How To Test Your PC For Failing Hardware
Good PC ownership is a lot like good car ownership. You do more than just use it, you learn something about how it works. You don’t need to be a PC technician or a mechanic, but you should be able to identify certain signs of trouble so you can get your rig in for maintenance. Unfortunately, checking out your PC for failing hardware isn’t quite as hands-on and easy to do as checking your car for worn tires or dirty oil. Fortunately, you have access to the minds of MakeUseOf.com and a wide web of free tools to test for failing hardware. Or, more appropriately, to check on the health of your hardware.
If you’ve ever opened up your computer, you know there is a lot of hardware in there, a lot of potential points of failure. That’s how pessimists and engineers talk. However, there are certain points which are more prime for failure than others. Those pieces of hardware that either generate heat or have moving parts tend to be the ones that fail most often.

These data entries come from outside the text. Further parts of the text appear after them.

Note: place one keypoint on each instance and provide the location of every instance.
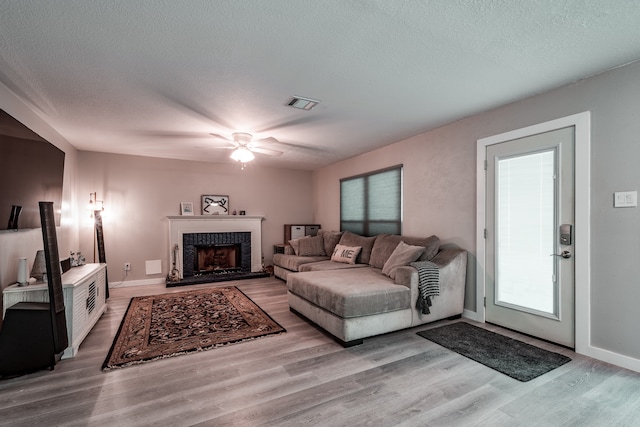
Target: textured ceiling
(155, 78)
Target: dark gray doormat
(514, 358)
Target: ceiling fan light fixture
(302, 103)
(242, 154)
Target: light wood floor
(303, 377)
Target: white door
(529, 283)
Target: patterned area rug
(514, 358)
(168, 325)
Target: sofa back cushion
(331, 239)
(382, 249)
(295, 244)
(431, 244)
(385, 244)
(402, 255)
(346, 254)
(312, 246)
(366, 243)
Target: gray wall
(440, 185)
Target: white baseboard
(129, 283)
(613, 358)
(471, 315)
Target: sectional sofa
(356, 287)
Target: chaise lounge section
(377, 290)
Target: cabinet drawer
(297, 231)
(311, 230)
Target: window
(371, 204)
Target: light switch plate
(153, 266)
(625, 199)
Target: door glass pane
(525, 232)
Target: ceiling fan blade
(258, 142)
(266, 151)
(234, 144)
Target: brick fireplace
(214, 244)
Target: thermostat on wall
(625, 199)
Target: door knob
(564, 254)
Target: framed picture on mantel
(186, 208)
(215, 205)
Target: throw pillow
(312, 246)
(295, 244)
(345, 254)
(402, 255)
(331, 239)
(383, 248)
(353, 239)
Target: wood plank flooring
(303, 377)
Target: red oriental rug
(167, 325)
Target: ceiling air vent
(302, 103)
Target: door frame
(582, 124)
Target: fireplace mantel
(186, 224)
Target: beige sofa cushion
(351, 292)
(385, 244)
(295, 244)
(293, 262)
(401, 256)
(328, 265)
(345, 254)
(312, 246)
(331, 239)
(352, 239)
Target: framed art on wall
(215, 205)
(186, 208)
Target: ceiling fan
(243, 146)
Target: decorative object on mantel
(161, 326)
(215, 205)
(186, 208)
(14, 217)
(39, 269)
(23, 280)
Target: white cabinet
(84, 290)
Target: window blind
(371, 203)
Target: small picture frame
(215, 205)
(186, 208)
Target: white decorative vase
(22, 272)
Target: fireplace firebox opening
(219, 258)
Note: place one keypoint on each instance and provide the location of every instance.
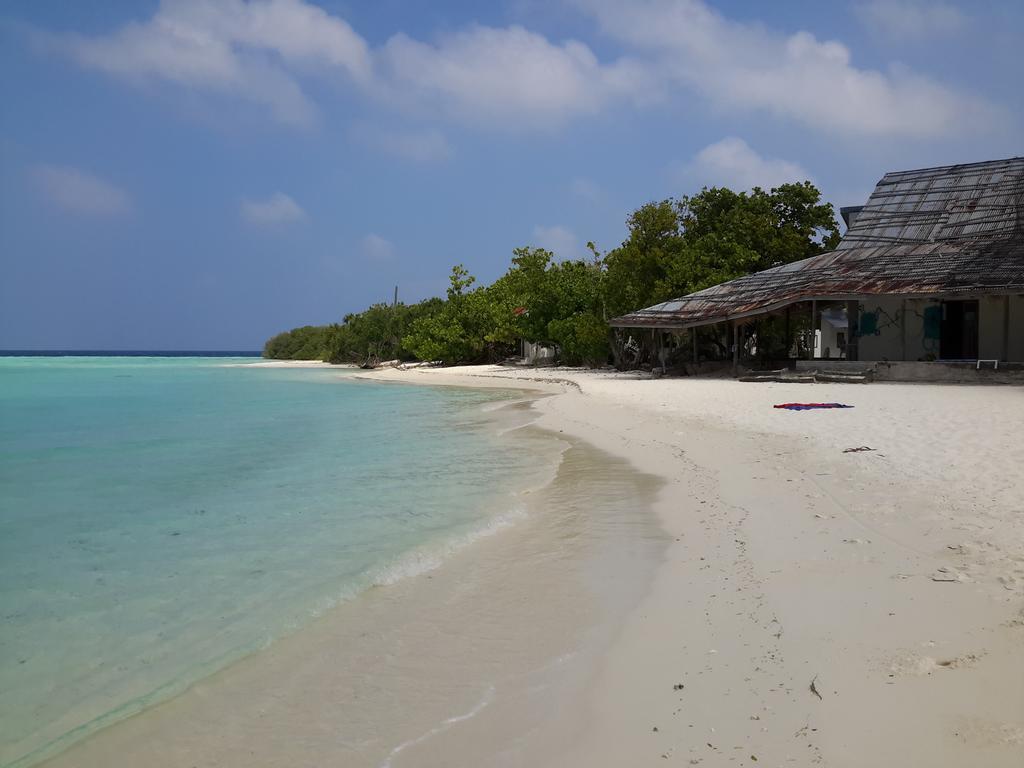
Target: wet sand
(796, 604)
(473, 658)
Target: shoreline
(814, 606)
(891, 580)
(482, 590)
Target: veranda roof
(949, 230)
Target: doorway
(958, 339)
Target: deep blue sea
(161, 517)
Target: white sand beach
(892, 579)
(812, 605)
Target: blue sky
(202, 174)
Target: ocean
(163, 517)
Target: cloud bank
(516, 78)
(78, 192)
(732, 163)
(279, 209)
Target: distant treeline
(674, 247)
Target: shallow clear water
(161, 517)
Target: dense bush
(674, 247)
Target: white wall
(899, 331)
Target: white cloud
(79, 192)
(508, 75)
(419, 146)
(748, 67)
(279, 209)
(259, 50)
(232, 46)
(910, 19)
(559, 240)
(732, 163)
(375, 248)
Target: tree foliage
(674, 247)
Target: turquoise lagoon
(163, 517)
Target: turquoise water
(161, 517)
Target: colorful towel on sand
(810, 406)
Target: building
(930, 270)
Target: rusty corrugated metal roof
(955, 229)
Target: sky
(201, 174)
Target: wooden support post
(814, 329)
(1006, 328)
(735, 347)
(902, 328)
(853, 330)
(788, 337)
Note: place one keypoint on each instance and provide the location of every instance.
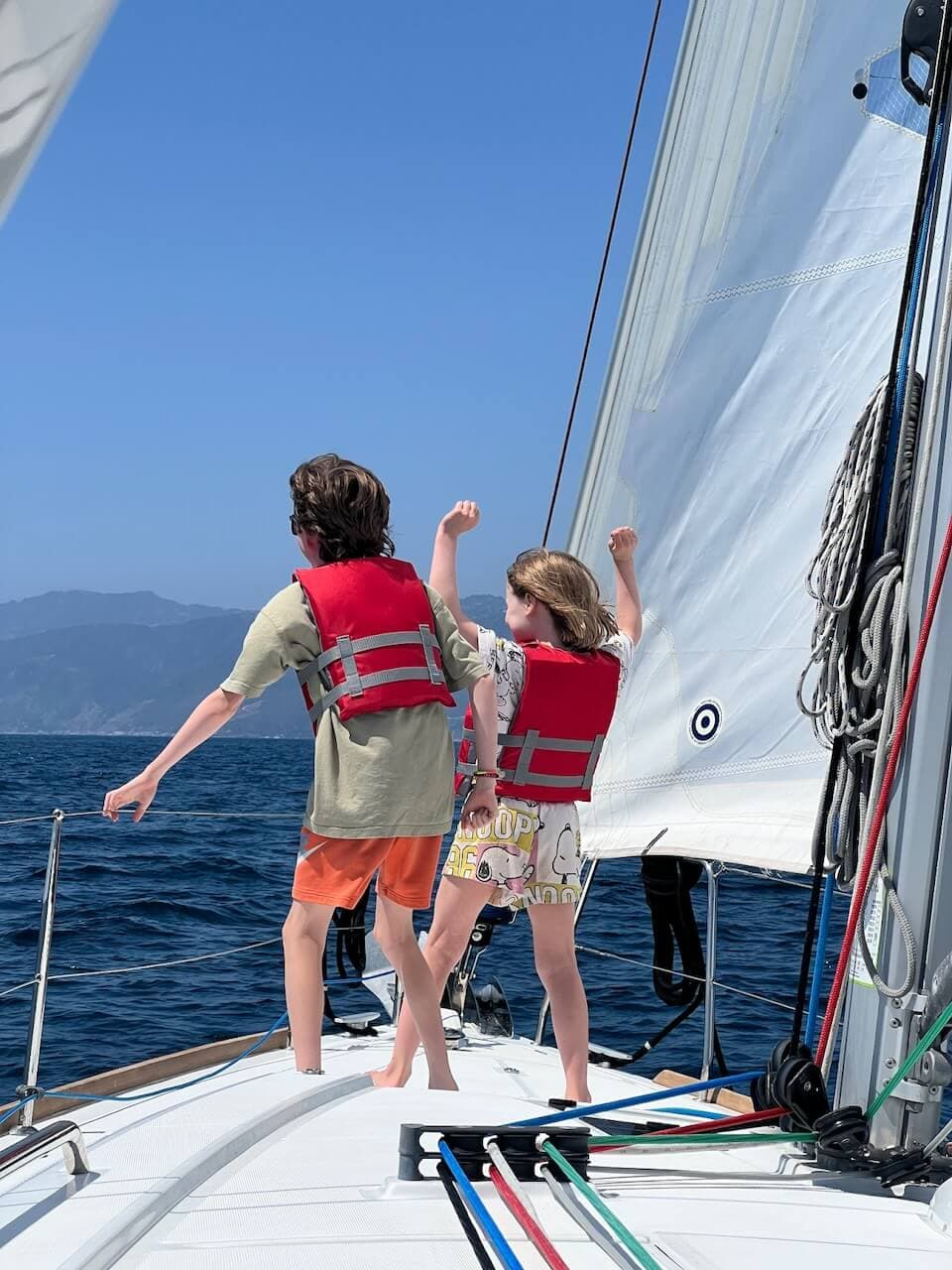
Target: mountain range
(136, 665)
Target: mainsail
(44, 48)
(758, 318)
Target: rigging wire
(602, 271)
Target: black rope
(467, 1223)
(602, 272)
(869, 549)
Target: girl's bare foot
(581, 1095)
(443, 1082)
(389, 1079)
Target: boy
(377, 654)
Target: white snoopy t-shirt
(532, 852)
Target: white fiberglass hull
(263, 1167)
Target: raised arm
(206, 719)
(627, 601)
(443, 579)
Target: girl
(556, 686)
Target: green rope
(624, 1233)
(905, 1069)
(702, 1139)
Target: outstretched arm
(443, 579)
(204, 720)
(627, 601)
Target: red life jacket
(379, 639)
(556, 735)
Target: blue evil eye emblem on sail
(880, 93)
(706, 722)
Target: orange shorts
(336, 870)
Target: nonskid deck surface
(263, 1167)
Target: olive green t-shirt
(379, 775)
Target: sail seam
(756, 765)
(791, 280)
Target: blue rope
(19, 1106)
(656, 1096)
(814, 1008)
(906, 343)
(480, 1211)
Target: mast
(881, 1030)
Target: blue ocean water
(175, 887)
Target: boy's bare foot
(386, 1079)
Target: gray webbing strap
(512, 774)
(389, 639)
(368, 681)
(352, 685)
(532, 743)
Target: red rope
(734, 1121)
(720, 1125)
(862, 879)
(542, 1243)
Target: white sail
(44, 48)
(758, 318)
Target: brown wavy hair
(569, 590)
(344, 506)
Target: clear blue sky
(264, 231)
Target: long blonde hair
(569, 590)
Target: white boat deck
(262, 1167)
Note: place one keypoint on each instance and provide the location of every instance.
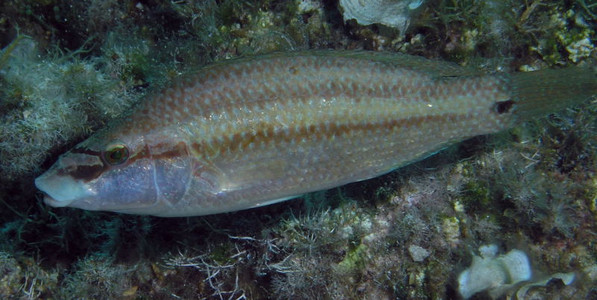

Now that you’re thinking along those lines, you’re probably thinking of fans, hard disk drives, and CPU’s or GPU’s. You’d be correct that those are probably the most common points of failure in a system. RAM also tends to fail too, since it is constantly being written and re-written to, or flashed as they say in the electronics world. Solid-state memory can only handle so many flashes before it begins to fail, and this also applies to solid-state hard drives.